November 4, 2019 / 6:00 PM / 17 days ago

USA verhängen weitere Sanktionen gegen Führung im Iran

An Iranian flag flutters in front of the International Atomic Energy Agency (IAEA) headquarters in Vienna, Austria September 9, 2019. REUTERS/Leonhard Foeger

Washington/Dubai (Reuters) - Die USA haben weitere Sanktionen gegen Angehörige der iranischen Führung verhängt.

Die Strafmaßnahmen beträfen neun Personen aus dem Umfeld des geistlichen und staatlichen Oberhaupts Ajatollah Ali Chamenei, teilte das US-Finanzministerium am Montag mit. Unter den Betroffenen seien einer der Söhne Chameneis und der Chef des Generalstabs der Streitkräfte. Als Grund nannte US-Finanzminister Steven Mnuchin Fehlverhalten und die Umsetzung “der destabilisierenden Politik” Chameneis. Er warf den Betroffenen zudem Folter und Unterdrückung von Zivilisten vor.
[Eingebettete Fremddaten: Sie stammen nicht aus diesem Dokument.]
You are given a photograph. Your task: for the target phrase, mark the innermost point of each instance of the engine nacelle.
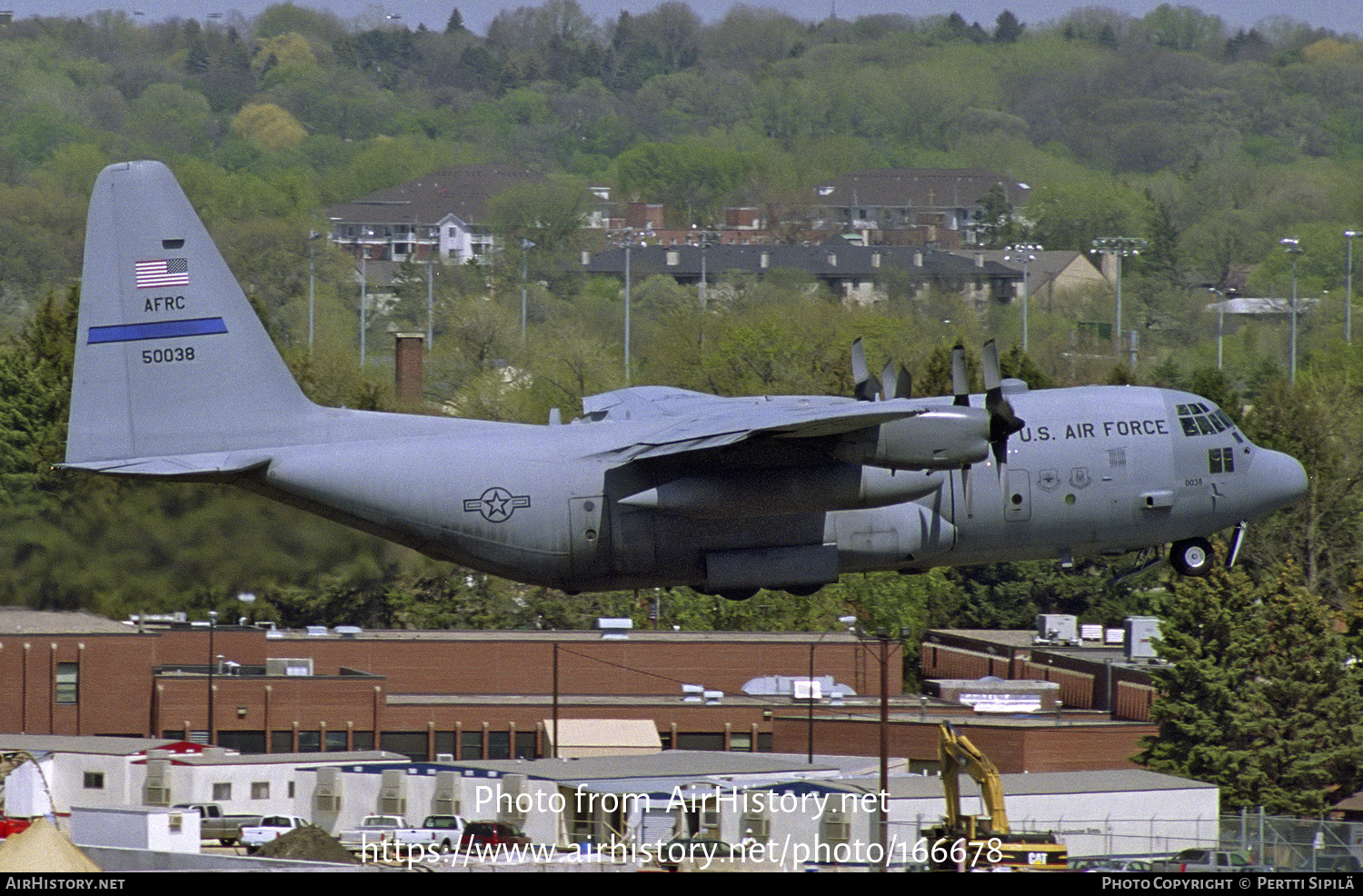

Im Atomstreit hat der Iran erneut und wie angekündigt gegen Auflagen des Atomabkommens verstoßen. Es würden Zentrifugen entwickelt, um die Anreicherung von Uran zu beschleunigen, teilte die iranische Atomenergiebehörde mit. Bundesaußenminister Heiko Maas sagte in Budapest, der Einsatz neuer sogenannter fortschrittlicher Zentrifugen sei bekannt. Allerdings sei dies nicht akzeptabel. “Letztlich setzt der Iran damit nichts anderes als die Zukunft der Nuklearvereinbarung in Gänze aufs Spiel”, sagte Maas. Deshalb erwarte er, dass das Land zur vollen Erfüllung seiner Verpflichtungen zurückkehre.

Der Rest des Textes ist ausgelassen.